First, we need to install pandas, with the following command:
pipenv install pandas
If you followed our suggestion and are using pipenv for virtual environments, run the following command:
pip install pandas
If you are using a plain, standard Python installation, then write the following code:
st.header(“Dataframes and Tables”)
import pandas as pd
df = pd.read_csv(“auto.csv”)
st.dataframe(df.head(10))
First of all, please consider that all the files used in this book are available in its GitHub repository, including the auto.csv file. Now, let’s comment on the code.
First, we import pandas, a powerful library for data/datasets management, with the pd alias. After that, we load the auto.csv file into a variable named df (which stands for DataFrame), and then we visualize the first 10 rows of the DataFrame (its head) with the dataframe widget.
The result is shown in the following figure:
Figure 3.26: The st.dataframe widget
As we can see, thanks to st.dataframe, we can visualize the CSV file in a very nice format, with all the columns and rows similar to a Microsoft Excel sheet. If we go to the bottom or the right part of it, we can scroll left/right and up/down. Moreover, we have the opportunity to maximize the DataFrame!
If we prefer, we can visualize the DataFrame in the table format since, out of the box, we also have a nice table widget. Unfortunately, in this case, it’s not possible to scroll our data.

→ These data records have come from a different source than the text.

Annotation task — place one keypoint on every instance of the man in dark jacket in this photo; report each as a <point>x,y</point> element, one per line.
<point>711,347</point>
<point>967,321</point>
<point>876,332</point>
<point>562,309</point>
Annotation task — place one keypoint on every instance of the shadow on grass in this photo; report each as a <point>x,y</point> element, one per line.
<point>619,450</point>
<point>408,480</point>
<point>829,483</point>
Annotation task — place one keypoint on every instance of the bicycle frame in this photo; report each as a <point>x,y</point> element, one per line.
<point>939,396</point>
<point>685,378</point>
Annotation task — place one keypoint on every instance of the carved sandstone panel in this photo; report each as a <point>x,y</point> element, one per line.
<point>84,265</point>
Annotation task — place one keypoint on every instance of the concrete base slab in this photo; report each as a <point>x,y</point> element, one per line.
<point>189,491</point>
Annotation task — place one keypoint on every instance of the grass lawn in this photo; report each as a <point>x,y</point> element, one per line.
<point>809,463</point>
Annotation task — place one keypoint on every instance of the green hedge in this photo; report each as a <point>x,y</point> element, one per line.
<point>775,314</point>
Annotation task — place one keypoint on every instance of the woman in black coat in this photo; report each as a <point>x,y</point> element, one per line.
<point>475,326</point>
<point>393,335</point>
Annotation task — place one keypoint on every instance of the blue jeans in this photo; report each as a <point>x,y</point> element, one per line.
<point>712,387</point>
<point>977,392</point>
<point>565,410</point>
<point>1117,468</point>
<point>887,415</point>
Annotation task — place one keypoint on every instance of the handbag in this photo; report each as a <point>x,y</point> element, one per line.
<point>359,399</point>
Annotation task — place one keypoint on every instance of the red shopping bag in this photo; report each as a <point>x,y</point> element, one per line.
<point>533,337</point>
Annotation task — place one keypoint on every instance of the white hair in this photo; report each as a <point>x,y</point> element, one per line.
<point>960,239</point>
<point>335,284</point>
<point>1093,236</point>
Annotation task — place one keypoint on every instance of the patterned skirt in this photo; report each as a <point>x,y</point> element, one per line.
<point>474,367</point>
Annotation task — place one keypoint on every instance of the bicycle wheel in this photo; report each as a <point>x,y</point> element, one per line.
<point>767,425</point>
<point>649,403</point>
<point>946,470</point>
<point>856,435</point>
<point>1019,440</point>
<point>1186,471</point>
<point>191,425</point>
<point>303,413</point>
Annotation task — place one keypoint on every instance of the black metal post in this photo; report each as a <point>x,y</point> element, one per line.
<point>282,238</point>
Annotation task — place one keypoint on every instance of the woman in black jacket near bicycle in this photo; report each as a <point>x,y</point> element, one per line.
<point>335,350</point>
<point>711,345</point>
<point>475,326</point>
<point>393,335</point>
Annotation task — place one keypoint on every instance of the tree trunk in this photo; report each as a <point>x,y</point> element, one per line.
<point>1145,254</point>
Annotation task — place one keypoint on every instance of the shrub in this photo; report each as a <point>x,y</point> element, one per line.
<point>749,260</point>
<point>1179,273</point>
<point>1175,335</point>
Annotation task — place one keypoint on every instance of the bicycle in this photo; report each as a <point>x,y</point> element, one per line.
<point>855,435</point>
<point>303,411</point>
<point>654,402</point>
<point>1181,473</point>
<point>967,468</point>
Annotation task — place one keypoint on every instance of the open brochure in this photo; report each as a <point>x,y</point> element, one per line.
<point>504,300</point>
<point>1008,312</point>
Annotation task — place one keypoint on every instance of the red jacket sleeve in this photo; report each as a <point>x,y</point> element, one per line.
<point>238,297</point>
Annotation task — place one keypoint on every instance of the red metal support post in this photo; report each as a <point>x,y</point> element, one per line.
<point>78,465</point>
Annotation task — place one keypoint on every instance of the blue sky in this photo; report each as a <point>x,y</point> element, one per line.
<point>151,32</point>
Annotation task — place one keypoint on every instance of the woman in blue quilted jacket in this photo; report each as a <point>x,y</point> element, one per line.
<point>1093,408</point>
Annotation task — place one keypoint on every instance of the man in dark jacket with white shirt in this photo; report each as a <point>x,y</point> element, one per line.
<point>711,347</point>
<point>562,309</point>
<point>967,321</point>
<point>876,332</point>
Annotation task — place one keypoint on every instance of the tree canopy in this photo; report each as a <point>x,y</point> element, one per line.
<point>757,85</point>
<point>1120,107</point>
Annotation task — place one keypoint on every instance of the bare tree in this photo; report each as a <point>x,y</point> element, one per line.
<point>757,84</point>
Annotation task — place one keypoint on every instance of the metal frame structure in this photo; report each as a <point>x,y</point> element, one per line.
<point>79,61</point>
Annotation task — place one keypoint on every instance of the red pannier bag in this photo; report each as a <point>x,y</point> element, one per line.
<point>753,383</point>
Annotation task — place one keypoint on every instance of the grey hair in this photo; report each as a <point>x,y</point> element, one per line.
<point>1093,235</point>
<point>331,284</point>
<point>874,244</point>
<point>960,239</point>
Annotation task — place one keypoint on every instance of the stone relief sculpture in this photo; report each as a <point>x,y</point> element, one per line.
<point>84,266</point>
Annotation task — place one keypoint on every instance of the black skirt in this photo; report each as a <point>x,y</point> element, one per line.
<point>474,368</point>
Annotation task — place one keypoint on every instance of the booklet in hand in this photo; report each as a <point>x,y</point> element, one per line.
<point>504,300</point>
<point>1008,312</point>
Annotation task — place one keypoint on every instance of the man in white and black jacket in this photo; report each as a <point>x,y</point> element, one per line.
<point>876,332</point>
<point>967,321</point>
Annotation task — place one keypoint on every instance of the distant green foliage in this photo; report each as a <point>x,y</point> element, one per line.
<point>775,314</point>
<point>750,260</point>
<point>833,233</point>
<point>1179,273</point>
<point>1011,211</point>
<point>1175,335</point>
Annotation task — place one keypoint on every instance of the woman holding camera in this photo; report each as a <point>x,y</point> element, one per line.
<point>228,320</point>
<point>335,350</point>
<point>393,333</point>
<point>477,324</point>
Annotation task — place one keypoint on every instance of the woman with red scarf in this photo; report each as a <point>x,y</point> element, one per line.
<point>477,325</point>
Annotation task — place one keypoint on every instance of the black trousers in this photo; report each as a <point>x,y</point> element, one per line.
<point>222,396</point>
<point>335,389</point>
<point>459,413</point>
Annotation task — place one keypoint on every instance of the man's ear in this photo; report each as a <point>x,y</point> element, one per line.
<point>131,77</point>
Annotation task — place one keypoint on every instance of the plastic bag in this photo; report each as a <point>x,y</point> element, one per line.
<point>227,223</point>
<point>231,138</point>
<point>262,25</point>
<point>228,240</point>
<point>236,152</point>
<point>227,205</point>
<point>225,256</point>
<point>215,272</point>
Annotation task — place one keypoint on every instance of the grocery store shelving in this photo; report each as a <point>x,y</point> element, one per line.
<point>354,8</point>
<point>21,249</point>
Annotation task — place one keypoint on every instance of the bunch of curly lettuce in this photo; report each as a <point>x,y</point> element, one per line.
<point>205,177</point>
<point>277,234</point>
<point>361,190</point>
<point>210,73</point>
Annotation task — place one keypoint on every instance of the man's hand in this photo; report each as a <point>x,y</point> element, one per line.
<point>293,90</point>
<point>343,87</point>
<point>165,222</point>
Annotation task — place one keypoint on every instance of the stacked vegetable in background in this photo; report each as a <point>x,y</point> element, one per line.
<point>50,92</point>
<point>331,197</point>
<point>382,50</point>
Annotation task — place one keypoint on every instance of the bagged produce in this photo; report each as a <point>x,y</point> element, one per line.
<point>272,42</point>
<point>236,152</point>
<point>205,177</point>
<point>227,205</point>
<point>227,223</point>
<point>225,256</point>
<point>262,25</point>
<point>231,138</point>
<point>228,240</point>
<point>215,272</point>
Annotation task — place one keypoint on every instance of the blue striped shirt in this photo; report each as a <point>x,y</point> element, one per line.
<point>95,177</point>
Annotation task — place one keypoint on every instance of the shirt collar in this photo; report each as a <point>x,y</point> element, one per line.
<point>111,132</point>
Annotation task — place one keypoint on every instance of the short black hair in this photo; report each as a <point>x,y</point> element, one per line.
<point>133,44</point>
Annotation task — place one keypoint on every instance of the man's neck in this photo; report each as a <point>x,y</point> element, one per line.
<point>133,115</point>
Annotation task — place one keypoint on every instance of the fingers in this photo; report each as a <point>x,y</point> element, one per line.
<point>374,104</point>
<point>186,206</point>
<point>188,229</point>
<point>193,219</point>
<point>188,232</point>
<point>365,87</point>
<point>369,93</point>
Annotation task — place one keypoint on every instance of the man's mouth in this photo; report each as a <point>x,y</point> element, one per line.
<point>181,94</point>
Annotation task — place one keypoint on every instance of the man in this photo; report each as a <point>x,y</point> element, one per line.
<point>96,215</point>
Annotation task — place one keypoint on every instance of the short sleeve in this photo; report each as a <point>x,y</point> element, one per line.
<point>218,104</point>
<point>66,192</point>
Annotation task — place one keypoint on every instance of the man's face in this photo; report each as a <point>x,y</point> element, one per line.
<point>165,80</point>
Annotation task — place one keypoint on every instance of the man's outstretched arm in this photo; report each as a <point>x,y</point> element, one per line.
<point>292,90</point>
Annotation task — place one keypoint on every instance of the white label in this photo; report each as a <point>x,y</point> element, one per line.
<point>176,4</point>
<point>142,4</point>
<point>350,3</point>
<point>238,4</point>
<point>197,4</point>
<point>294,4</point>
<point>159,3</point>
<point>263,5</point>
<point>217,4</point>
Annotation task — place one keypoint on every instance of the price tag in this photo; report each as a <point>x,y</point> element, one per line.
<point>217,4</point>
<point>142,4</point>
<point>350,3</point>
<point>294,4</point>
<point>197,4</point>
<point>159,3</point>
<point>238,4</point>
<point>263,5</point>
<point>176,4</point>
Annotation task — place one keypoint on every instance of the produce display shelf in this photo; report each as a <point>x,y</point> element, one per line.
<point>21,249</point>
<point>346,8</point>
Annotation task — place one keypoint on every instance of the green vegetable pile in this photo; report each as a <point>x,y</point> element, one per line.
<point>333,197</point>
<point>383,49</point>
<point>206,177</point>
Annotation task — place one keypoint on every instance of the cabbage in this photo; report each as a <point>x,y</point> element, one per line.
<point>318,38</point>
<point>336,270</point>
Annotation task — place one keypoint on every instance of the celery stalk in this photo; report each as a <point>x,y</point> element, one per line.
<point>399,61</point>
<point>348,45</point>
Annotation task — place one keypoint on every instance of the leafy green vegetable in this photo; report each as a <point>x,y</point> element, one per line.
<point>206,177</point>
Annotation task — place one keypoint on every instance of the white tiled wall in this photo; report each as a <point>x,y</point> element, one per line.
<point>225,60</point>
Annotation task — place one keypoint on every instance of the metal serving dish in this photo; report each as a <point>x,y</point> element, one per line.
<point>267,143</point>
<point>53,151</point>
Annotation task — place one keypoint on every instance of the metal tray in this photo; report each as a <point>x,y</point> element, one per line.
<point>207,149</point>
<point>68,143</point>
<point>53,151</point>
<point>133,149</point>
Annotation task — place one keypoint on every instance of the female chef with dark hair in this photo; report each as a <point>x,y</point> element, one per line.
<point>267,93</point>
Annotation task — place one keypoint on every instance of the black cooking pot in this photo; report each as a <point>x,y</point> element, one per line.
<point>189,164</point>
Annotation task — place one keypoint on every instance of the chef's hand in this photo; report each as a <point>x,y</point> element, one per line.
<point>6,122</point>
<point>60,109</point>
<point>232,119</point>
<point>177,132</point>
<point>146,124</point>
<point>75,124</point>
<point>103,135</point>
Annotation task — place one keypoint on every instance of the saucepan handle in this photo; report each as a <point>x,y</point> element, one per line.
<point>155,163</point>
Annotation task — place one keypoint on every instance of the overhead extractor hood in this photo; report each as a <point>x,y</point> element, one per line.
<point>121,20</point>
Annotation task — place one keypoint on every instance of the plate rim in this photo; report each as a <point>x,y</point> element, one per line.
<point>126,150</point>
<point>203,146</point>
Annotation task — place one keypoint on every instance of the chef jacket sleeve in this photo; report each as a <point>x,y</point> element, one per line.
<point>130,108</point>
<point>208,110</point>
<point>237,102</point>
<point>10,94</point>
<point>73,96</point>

So, let’s say we write the following:
st.table(df.head(10))
Then, we’ll get the following table:
Figure 3.27: The st.table widget
Out of the box, Streamlit can also manage plottings – for example, we can show area, bar, and line charts. All we need is a DataFrame.
Streamlit, together with the plottings, automatically displays the list (in different colors) of all the visualized variables (please note we are using just “mpg” and “cylinders”).
Here, we can use the DataFrames we loaded in the previous example.
So, let’s write the following:
st.area_chart(df[[“mpg”,”cylinders”]])
We’ll get the following area chart:
Figure 3.28: The st.area_chart widget
Let’s write the following:
st.bar_chart(df[[“mpg”,”cylinders”]].head(20))
Then, we’ll get the following bar chart:
Figure 3.29: The st.bar_chart widget
Let’s write the following:
st.line_chart(df[[“mpg”,”cylinders”]].head(20))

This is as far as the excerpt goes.